Il 22 settembre scorso è andata in scena, al Teatro dell’Angelo in Roma, una brillante rappresentazione teatrale sulla Repubblica Romana del 1849. Data unica, nessuna replica (purtroppo!), per l’opera ideata e interpretata magistralmente da Emanuele Cecconi, della compagnia Piano Zero Teatro.

A due giorni dall’anniversario della breccia di Porta Pia, gli spettatori sono stati coinvolti nel ricordo dell’evento simbolico per eccellenza del Risorgimento italiano, la nascita di quella Repubblica Romana, di ispirazione liberale e mazziniana, che accomunò gli italiani dell’epoca nel rivoluzionario desiderio di Libertà e di Giustizia.

Emanuele Cecconi, nel suo monologo efficace e rigoroso, ha ripercorso gli eventi drammatici che portarono alla fuga a Gaeta di Papa Pio IX, avvenuta il 24 novembre 1848, alla proclamazione della Repubblica Romana, il 9 febbraio 1949, e alla sua caduta, infine, il 4 luglio dello stesso anno.

All’attore romano, lungamente applaudito dal pubblico, va tributato il merito della memoria viva di un momento centrale nel percorso travagliato di unificazione e liberazione d’Italia. Pur senza disdegnare momenti di sarcastica ironia, il valore storico della rappresentazione teatrale è fuor di dubbio. Non soltanto i soliti protagonisti sono stati posti in evidenza da Cecconi, ma anche figure apparentemente di secondo piano e poco note, per ingiustificabile ignoranza dei più. Dell’ingegno di Mazzini, Armellini e Saffi già sappiamo; così come dell’eroismo di Garibaldi, Manara, Mameli e Brunetti. Chi, invece, si è mai soffermato sulle figure del cardinale Antonelli e del patriota Galletti? Interessante, poi, il profilo delineato del Pontefice “Giovanni Maria Mastai Ferretti”, dai propositi solo inizialmente liberali, poi tristemente ridottosi nella più cupa conservazione dell’Ancient Régime.
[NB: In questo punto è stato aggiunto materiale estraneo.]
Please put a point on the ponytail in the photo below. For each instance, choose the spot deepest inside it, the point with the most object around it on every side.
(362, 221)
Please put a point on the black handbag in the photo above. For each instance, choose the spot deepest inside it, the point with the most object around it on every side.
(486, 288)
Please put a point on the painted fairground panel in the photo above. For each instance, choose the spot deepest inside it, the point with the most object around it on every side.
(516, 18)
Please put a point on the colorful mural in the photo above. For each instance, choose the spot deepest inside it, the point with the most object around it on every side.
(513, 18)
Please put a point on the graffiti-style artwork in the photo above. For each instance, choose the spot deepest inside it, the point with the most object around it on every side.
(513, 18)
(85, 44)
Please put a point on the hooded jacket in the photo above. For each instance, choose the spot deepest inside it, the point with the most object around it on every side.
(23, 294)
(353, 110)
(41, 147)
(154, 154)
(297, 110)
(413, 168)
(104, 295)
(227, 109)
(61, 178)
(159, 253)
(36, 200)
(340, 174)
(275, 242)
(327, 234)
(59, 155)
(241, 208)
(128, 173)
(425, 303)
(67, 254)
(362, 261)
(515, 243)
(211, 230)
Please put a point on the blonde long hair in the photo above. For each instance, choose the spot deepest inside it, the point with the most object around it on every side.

Sullo sfondo Roma, con i “superbi propugnacoli” e le “minime sue macerie”, per citare Giuseppe Garibaldi, il popolo in rivolta, l’unione di liberali, repubblicani e monarchici di fronte alle resistenze, però in esilio, del papato e della nobiltà ad esso legata.

Al centro di tutto, la Costituzione della Repubblica Romana, votata e pubblicata il 1° luglio 1849, ultimo atto di un pacchetto straordinario di riforme, che portarono al suffragio universale, alla libertà di stampa e di religione, persino all’abolizione della pena di morte.

I tanti minuti di applausi alla fine dello spettacolo hanno dimostrato come la passione di Cecconi abbia trovato la piena condivisione del pubblico. Del resto, con quanta passione egli abbia messo in scena l’opera lo dimostrano le sue stesse parole:

Ho cominciato a studiare come un matto la storia della Repubblica Romana e ho capito molte cose, e ogni volta che passeggiavo al Gianicolo, mi fermavo a guardare gli occhi di Masina, Daverio, Manara, Mameli e quelli di tutti gli altri che hanno speso la loro Libertà prostrandosi ad una causa, ad un’ ideale che è la forma più alta dell’idea di uomo libero in libero stato……ovvero una libertà “in divenire”, da costruire ogni giorno, ogni istante…..quegli uomini, non erano né santi, né profeti….erano uomini con i loro lati oscuri ben pronunciati, ma hanno reso immacolato un “istante” della loro vita”.

Sarebbe un errore dimenticare tutto questo, ignorare il sacrificio di tanti italiani accorsi a Roma, da Nord a Sud, per realizzare un sogno divenuto realtà poco tempo dopo, il 20 settembre del 1870. Onorare la Repubblica Romana significa mantenere vivo il ricordo della genesi gloriosa di questa Nazione, perché, per citare nuovamente l’Eroe dei due mondi, “Roma è per me l’Italia, e non vedo Italia possibile, senonché nell’unione compatta, o federata, delle sparse sue membra. Roma è il simbolo dell’Italia una, sotto qualunque forma voi la vogliate”.